I try to be mindful of when I use technology. For example, when I’m at dinner with friends, I put the devices away. I’ll hear the alert if it’s a work emergency. Anyone else will have to wait while I enjoy good conversation and good food.
I’m mindful of not taking photos of the food or drinks, too. I started the habit a few years ago, and then realized I had way too many photos of food and drink. Why exactly do I need to share these with others? I do allow myself the occasional photo (or two).

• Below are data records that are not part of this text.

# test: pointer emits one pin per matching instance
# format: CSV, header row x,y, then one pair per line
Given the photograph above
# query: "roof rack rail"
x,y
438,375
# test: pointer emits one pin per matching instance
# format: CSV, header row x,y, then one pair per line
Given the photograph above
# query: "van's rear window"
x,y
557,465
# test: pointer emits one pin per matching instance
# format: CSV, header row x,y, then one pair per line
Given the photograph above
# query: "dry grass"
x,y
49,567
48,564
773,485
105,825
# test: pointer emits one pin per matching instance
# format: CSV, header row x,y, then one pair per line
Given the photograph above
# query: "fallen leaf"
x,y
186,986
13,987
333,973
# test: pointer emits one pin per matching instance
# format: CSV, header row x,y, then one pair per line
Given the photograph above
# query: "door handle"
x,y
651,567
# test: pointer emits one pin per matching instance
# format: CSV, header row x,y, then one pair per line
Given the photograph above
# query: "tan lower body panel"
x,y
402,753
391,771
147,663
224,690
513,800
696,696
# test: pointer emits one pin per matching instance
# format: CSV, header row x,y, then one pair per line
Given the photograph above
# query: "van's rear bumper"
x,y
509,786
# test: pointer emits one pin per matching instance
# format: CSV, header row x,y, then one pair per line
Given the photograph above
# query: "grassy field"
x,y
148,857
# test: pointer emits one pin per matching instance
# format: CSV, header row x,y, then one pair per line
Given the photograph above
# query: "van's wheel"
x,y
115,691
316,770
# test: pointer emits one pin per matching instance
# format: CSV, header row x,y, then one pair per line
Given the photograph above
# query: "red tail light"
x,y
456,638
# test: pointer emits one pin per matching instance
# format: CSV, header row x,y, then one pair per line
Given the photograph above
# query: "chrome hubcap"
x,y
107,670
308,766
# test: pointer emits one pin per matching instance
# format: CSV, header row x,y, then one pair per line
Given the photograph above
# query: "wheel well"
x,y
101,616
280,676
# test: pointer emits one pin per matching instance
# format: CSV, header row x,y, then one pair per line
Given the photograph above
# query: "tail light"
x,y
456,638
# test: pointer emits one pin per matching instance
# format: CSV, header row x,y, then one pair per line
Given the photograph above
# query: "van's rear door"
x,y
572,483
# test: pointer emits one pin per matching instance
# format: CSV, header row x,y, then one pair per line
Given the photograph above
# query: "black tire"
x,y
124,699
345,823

I struggle with mindfulness when I am watching television, which almost seems like an oxymoron. However, I try not to watch much TV, and when I do, I want to enjoy the show. Too often, I find myself tweeting about the episode I am watching (along with millions of others), checking emails or mindlessly playing a game on my iPad. Before I sit down to watch a show now, I put all devices in another room. This way if the urge strikes to use one, I at least have to get up and move.
As I continue to be more mindful, I have resorted to an app on my phone called Calm. It allows me to choose a sound and “enjoy a session of just sounds for relaxation or solo meditation.” It encourages me to “simply stay open to whatever happens” each time I listen. I can program it for 2 minutes to 60 minutes, and I confess that two minutes is about as long as I am able to be mindful. I’m working on it, though.
I often don’t want to unplug because technology enables me to be more efficient. I do want to be mindful of when and how I use it.